Le vinaigre attaque-t-il le verre d'une paroi de douche ?
Non. Le verre nu est la surface la plus tolérante du site : acides, bases et solvants y passent tous sans dommage. Ce que le vinaigre attaque, c'est le cadre en aluminium, qu'il ternit, et un éventuel traitement anticalcaire d'usine, qui est un film aussi fragile que n'importe quel revêtement.
Comment savoir si ma paroi a un traitement anticalcaire ?
En mouillant la vitre. Sur un verre nu, l'eau file en nappe ; sur un verre traité, elle perle en gouttes très rondes qui glissent. Si elle perle, le traitement est encore intact : aucun acide, aucun abrasif, et un simple entretien à l'eau savonneuse et à la raclette.
Pourquoi le calcaire revient-il aussi vite sur une paroi de douche ?

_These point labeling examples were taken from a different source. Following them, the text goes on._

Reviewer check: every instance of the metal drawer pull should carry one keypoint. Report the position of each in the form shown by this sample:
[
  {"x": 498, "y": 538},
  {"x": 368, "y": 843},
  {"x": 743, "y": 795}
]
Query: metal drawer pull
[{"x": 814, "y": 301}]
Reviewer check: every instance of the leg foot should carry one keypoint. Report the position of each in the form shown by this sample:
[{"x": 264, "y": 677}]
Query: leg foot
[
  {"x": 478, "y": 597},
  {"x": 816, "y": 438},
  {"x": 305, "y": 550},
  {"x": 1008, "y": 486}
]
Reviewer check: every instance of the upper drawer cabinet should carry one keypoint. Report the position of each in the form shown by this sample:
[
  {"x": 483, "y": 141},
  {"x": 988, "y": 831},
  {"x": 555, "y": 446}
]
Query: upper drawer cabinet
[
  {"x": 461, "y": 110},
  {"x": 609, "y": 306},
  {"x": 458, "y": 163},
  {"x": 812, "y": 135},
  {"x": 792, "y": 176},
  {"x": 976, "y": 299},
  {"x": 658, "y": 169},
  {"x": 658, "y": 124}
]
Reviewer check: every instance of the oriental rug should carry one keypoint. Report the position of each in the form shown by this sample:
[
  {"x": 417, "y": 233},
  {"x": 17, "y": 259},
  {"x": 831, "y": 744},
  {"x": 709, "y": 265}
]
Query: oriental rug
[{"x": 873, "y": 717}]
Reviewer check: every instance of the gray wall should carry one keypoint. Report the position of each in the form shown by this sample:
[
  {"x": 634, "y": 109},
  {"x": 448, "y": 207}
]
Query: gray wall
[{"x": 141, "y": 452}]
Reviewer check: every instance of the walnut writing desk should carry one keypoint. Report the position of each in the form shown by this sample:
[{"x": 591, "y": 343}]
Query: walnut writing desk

Parce que le dépôt n'est pas de la saleté mais ce que l'eau laisse en s'évaporant. Tant que l'eau sèche sur le verre, le carbonate se reforme. Un passage de raclette après chaque douche prend vingt secondes et supprime la cause, ce qui vaut mieux que détartrer tous les mois.
Sources et méthode
- Classification des taches par classe chimique et des matières par tolérance, telle que publiée sur ce site
- Réaction de dissolution du carbonate de calcium par un acide faible, et rôle du temps de contact sur une surface verticale
Ce site n’a testé aucun produit et n’exerce aucune activité de nettoyage. Il publie des mécanismes physico-chimiques et leurs limites. Sur une pièce de valeur, un doute sur la matière ou une surface étendue, un professionnel reste la bonne réponse.